The larger point to the Mr. Hooper episode, and all the episodes before and after, is that while life throws us all kinds of curve balls we never see coming, we are rarely alone in experiencing those unbidden surprises. Happiness, sadness; courage, fears; sunny days, stormy nights; kind people, grouches; strangers, friends; questions, answers; people with my skin color, people with your skin color; people who talk like me, people who talk like you; people who can run, people who need assistance; babies, the elderly; people who are hurting, people who are helping; life and death. When all of these emotions, circumstances, and differences can be discussed in terms children can understand, in a safe place, we are witnessing an anodyne to the often confusing and unsettling world our children (and we adults) inhabit.

For 50 years, “Sesame Street” has been that safe place where learning happens by example, where children can see the positive effects of giving and sharing and caring and participating in life in all its colors, sounds, and forms. Those lessons weren’t lost on me as a parent watching my children process “Sesame Street’s” tutorials on inclusivity, acceptance, tolerance, and patience. 

We should look at what “Sesame Street” stands for, what it elevates, what it illuminates, and what it celebrates. It stands for kindness. It elevates understanding. It illuminates our common bonds. And most of all, it celebrates our global humanity. The lessons children the world over learn from “Sesame Street” are replicable among the world’s adult culture, if we only allow those lessons into our chambers of government, halls of justice, media newsrooms, and corporate workplaces. That is not to condemn all those who work in those places--but we know we can do better.

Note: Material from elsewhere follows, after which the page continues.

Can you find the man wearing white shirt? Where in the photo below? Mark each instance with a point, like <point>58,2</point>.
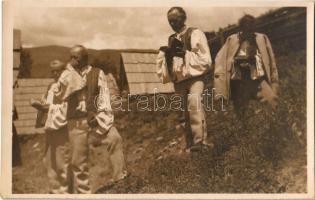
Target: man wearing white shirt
<point>184,62</point>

We’ve seen it work. From Mahatma Ghandi to Jane Goodall, from Greta Thunberg to Jimmy Carter, from the White Helmets to Doctors Without Borders…the list of kind, giving, sharing men and women and organizations is wonderfully long, and they embrace “Sesame Street’s” model of compassion, understanding, respect, and continual wonder. 

Echoing Sesame Workshop's Jeffrey Dunn: “We’ve never been needed more.” Mr. Dunn, you will get no argument from me.